Rural intersections benefit from street lights
Lights at the Highway 65 and West Bay Drive intersection in Itasca County, Minnesota, improve driver safety at night.
Are isolated rural intersections safer with intersection lighting at night? Yes, according to a Minnesota DOT-sponsored study led by CTRE staff.
Nationally, half of all fatal crashes occur at night, even though people travel between 66 and 75 percent fewer miles at night than during the day.
Further, intersection-related crashes
accounted for about 28 percent of fatal crashes in the U.S. (31 percent of fatal crashes in Minnesota) in 2003.
Roughly 37 percent of these intersection-related fatal crashes in Minnesota occurred at night.

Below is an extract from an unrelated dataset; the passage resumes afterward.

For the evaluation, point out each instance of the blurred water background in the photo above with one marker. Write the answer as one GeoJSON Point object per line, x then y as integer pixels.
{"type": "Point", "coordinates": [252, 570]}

Shauna Hallmark, assistant professor of civil engineering at Iowa State University, and Hillary Isebrands, Zach Hans, and Tom McDonald of CTRE, along with Howard Preston and Richard Storm of CH2MHill, evaluated the effectiveness of lighting at rural isolated intersections in Minnesota.
The study looked at the crash history of 34 rural stop-controlled intersections before and after lighting was installed.
Hallmark's project strengthens findings from earlier research that street lighting does improve nighttime safety at rural intersections.
Before and after analyses showed that the nighttime crash rate decreased by 35 percent after intersection lights were installed, while the daytime crash rate increased 30 percent during the same period.
In addition, the ratio of nighttime to total crashes decreased by 32 percent in the after period.
During the next two years, 15 more intersections at which lighting was recently installed will be added to the database and evaluated.
The results of this research help engineers determine crash and volume warrants for installing street lights at isolated rural stop-controlled intersections.
"We hope the findings and recommended crash and volume warrants assist all agencies in Minnesota (and other rural states, like Iowa) evaluate their existing lighting warrants for rural intersections," says Hillary Isebrands, a research assistant on the project.